I remember reading about Dial H for Hero because Marv Wolfman was the writer and was glad to get the free insert.  Well, I carefully read that issue, because what I wanted most in the world back then was to become a comic artist and writer.  I wanted to create my own superhero.  I never sent one in, however, because I felt the compensation was too little which was a T Shirt.  And, you would lose all rights to the characters.  Even at the age of 12 and 13, I already knew about the process to copyright.

Needless to say, I only read four comics back then,  Wonder Woman, Justice League of America, The New Teen Titans, and Adventure Comics featuring Dial H for Hero.  In fact, I got a subscription to these four titles.  Which I am glad, because my father was injured and could not work at that time.  So I would not have been able to read comics back then.

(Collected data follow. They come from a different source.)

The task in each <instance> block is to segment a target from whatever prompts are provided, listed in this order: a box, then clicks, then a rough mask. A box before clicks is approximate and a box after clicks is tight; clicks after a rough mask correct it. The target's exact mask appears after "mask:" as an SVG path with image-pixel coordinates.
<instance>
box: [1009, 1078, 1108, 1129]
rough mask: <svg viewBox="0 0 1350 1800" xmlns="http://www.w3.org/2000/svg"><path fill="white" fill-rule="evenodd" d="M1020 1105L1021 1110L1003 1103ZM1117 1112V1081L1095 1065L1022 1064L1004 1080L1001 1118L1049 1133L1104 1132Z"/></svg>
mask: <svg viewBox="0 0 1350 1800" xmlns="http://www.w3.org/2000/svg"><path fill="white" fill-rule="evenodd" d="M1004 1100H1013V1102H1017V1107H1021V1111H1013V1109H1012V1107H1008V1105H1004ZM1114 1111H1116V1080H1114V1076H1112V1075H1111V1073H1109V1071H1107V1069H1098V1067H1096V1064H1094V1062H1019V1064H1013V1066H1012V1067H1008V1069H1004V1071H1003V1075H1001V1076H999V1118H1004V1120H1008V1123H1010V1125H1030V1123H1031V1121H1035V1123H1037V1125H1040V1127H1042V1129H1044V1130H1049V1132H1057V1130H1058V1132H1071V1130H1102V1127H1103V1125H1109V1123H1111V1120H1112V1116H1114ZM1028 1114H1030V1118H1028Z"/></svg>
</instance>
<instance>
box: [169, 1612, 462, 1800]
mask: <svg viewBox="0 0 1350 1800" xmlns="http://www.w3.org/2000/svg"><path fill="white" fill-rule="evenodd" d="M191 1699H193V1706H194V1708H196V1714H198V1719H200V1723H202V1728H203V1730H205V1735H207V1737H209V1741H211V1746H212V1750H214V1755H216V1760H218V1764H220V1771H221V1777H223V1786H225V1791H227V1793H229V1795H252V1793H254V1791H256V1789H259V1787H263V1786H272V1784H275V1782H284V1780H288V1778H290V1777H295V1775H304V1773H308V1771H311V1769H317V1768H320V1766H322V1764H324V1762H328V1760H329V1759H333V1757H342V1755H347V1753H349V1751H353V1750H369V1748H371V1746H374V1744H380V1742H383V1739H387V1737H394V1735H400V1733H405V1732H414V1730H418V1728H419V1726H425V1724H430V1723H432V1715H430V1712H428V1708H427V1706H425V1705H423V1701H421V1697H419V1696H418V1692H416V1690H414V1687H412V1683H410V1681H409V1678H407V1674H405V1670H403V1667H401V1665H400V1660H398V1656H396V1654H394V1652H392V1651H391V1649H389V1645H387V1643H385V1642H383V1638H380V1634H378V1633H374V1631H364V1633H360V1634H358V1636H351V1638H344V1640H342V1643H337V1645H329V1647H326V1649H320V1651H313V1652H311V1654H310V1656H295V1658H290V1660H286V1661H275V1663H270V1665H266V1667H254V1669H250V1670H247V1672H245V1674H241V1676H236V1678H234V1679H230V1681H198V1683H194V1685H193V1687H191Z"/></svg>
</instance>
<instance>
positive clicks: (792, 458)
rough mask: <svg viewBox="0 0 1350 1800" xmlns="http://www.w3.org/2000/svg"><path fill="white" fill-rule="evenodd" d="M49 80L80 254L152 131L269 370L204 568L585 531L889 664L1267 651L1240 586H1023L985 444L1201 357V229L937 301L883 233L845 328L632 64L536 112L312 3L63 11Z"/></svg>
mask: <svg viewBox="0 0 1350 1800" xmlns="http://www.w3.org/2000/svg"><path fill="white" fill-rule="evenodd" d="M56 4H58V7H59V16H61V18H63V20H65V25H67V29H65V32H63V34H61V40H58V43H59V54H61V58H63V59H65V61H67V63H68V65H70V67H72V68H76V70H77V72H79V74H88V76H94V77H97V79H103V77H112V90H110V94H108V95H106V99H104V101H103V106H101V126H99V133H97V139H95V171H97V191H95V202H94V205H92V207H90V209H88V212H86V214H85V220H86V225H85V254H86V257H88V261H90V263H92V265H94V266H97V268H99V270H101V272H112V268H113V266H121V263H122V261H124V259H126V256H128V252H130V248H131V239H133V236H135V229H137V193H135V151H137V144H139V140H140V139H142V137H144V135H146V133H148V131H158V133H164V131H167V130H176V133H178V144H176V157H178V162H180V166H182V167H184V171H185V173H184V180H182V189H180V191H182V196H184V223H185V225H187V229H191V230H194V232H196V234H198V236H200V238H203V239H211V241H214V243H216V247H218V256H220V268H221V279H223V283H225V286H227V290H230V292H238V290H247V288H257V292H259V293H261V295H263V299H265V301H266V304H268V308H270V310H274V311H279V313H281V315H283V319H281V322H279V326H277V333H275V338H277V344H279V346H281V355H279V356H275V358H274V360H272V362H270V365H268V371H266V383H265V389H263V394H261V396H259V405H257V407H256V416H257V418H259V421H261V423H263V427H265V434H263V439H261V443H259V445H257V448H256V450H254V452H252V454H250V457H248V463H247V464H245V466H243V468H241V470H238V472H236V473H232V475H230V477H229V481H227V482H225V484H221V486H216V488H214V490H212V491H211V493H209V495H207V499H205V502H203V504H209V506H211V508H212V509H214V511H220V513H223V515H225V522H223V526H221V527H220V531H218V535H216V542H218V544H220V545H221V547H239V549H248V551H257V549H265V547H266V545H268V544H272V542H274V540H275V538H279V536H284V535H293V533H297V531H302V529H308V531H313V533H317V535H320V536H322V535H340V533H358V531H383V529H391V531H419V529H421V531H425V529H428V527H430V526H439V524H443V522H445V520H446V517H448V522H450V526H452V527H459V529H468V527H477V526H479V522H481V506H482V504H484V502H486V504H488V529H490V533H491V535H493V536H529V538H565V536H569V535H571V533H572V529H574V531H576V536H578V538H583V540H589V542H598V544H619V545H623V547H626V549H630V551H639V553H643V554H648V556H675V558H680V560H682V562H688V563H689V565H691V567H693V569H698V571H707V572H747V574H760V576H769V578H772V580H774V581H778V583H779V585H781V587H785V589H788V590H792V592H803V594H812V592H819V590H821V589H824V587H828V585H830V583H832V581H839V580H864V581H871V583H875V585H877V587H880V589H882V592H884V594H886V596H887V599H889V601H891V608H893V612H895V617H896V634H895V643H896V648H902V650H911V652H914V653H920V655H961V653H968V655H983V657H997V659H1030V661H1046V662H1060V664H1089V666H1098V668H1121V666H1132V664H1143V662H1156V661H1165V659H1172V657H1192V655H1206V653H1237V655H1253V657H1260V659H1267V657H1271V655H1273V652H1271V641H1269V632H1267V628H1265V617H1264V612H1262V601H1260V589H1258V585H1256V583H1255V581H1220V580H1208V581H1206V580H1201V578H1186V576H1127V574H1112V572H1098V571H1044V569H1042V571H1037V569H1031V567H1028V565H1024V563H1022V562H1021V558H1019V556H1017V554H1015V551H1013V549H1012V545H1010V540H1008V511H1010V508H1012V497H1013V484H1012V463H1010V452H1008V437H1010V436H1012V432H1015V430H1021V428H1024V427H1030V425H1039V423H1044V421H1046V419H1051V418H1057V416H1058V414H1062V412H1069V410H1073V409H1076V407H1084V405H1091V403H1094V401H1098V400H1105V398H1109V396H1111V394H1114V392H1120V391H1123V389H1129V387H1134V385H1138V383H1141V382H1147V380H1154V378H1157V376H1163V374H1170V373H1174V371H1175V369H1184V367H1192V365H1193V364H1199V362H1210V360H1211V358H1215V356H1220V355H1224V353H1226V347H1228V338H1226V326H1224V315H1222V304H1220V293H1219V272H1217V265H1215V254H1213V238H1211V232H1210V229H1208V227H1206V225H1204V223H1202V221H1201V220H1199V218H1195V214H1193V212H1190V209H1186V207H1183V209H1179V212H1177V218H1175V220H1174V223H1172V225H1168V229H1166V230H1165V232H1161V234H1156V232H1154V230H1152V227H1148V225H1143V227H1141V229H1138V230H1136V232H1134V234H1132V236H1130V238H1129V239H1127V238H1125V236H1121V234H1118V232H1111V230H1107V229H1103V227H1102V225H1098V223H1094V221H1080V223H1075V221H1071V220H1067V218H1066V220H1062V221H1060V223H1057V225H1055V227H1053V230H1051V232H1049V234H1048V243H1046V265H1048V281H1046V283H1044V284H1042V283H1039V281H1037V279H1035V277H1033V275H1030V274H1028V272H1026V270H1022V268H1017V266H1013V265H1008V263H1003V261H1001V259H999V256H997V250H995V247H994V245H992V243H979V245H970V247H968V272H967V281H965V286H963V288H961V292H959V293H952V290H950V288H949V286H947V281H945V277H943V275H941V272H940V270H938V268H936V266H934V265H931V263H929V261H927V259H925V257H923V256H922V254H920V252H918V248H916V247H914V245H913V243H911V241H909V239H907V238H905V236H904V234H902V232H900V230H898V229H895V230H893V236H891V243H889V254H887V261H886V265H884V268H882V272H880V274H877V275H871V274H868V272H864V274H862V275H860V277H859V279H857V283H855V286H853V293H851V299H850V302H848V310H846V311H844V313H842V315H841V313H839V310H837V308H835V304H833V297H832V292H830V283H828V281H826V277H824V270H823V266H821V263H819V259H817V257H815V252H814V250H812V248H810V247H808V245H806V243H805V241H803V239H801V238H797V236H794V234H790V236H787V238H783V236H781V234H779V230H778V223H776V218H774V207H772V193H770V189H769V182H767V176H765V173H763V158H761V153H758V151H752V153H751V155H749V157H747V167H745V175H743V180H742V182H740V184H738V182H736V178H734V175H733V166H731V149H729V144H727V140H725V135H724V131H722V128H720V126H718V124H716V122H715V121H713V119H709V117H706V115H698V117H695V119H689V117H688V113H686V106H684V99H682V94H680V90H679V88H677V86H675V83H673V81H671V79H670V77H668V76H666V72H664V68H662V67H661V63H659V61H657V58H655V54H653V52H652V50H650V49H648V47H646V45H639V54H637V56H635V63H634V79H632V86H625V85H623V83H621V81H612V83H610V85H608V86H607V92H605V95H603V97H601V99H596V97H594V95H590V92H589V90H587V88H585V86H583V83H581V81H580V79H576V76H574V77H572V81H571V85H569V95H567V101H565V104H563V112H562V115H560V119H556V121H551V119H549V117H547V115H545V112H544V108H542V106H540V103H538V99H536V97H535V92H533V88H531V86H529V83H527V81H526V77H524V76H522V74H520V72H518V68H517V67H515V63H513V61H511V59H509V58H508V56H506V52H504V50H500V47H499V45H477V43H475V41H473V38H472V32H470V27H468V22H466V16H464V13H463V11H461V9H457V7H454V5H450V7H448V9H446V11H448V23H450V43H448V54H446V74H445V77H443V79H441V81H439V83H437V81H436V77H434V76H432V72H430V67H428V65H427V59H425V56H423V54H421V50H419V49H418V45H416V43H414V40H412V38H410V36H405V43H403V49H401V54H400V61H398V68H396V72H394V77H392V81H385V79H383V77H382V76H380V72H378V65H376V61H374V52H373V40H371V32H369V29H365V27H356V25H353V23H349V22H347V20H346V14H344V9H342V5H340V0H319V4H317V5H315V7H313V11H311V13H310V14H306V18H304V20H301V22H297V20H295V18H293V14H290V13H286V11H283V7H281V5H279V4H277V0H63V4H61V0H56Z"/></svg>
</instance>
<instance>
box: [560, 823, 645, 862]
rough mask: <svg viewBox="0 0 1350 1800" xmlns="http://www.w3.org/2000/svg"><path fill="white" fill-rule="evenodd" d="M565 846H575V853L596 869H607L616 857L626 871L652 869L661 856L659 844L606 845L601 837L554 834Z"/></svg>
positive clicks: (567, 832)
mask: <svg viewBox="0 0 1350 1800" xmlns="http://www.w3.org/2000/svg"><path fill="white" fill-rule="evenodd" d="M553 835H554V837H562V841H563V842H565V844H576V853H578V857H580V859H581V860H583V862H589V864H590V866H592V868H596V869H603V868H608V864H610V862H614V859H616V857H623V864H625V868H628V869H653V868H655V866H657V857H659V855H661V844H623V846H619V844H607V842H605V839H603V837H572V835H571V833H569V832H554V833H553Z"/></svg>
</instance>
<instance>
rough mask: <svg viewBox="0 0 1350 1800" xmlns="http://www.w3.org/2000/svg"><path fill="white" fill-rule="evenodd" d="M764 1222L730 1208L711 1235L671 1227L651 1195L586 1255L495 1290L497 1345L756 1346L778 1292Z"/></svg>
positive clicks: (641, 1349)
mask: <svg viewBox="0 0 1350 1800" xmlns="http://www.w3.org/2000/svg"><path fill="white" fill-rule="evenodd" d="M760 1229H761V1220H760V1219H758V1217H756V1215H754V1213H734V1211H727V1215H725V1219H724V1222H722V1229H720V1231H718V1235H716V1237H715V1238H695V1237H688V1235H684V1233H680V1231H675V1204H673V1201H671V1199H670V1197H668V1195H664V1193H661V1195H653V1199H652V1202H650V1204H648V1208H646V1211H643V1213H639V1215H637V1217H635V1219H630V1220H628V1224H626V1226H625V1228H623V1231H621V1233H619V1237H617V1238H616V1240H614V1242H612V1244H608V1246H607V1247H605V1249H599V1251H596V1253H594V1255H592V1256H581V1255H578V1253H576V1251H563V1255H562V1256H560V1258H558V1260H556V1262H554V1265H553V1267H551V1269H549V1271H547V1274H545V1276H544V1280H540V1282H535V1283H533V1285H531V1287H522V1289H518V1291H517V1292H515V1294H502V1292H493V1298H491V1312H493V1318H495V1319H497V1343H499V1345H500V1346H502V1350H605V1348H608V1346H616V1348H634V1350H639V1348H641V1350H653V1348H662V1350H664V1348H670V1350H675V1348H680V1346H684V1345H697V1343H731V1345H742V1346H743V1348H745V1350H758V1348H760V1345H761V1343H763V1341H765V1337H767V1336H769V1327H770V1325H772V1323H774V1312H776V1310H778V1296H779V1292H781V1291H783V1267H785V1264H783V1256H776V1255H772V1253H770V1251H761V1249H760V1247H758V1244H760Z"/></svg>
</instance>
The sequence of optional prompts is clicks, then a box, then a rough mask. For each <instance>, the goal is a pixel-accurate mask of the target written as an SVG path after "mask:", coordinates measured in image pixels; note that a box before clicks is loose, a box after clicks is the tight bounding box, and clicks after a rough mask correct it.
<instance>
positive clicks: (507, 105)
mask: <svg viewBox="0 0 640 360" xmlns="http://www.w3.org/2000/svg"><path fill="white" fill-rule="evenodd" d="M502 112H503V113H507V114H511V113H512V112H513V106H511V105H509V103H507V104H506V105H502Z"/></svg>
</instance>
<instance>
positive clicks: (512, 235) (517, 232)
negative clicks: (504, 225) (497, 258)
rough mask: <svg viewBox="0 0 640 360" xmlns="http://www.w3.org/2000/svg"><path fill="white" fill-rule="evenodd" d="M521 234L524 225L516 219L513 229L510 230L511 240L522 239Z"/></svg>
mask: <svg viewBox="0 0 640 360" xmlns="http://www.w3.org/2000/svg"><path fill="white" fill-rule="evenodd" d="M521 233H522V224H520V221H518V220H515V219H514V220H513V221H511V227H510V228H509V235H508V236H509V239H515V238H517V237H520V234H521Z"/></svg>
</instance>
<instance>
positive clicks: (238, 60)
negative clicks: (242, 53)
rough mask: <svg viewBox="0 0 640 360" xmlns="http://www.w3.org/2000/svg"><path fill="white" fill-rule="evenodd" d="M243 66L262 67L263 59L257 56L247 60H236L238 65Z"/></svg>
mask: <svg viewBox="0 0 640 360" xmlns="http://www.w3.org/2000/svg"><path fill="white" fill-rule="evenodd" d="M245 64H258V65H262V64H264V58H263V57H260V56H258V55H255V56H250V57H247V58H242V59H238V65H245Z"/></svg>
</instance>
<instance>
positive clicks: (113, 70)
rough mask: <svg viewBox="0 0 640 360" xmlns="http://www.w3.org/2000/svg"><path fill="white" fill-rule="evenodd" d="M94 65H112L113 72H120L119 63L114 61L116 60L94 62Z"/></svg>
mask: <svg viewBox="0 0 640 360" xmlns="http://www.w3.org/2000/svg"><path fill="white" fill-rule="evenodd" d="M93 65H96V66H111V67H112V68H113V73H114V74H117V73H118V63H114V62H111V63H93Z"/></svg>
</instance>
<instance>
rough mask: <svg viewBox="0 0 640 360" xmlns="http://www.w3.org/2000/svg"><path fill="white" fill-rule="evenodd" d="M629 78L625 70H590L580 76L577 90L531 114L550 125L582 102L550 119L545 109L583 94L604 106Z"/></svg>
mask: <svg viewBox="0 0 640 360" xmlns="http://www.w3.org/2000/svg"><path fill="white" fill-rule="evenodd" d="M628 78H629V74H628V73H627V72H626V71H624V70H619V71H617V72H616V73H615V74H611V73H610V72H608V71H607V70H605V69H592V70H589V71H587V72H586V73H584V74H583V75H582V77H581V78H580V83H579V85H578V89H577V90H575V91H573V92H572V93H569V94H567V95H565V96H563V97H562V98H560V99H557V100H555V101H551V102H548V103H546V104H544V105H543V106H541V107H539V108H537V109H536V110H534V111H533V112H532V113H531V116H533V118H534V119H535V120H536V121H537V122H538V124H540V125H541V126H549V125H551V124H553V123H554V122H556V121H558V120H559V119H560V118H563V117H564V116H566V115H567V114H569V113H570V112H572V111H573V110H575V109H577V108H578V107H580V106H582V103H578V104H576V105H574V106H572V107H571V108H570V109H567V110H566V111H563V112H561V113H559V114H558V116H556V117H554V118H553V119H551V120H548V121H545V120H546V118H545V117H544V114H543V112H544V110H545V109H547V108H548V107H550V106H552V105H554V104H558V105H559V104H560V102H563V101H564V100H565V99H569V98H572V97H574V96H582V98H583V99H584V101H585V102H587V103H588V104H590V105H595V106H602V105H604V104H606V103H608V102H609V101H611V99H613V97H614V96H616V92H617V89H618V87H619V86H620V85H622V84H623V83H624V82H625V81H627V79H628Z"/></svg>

Everyday, I would come home from school expecting to get some comics in the mail.  Sometimes, two came in the same day, other times it was normally once of my titles per week.  I would love to read about Chris King and Vicki Grant.  They would become various heroes that had been created by the fans.  This was wonderful because I was able to read the exploits of so many new characters that came from their mystic dials.  I would always love that the kids would always make the mistake of calling Detective King by his name.  He never figured it out, but always had his suspicions.  I enjoyed the story when they had to testify, and since they never became the same character twice, they went in to testify after they had converted to another set of heroes, but took off their costumes and went in as their "civilian identities."

Dial H for Heroes also was in the 60s and even as recent in the 00s.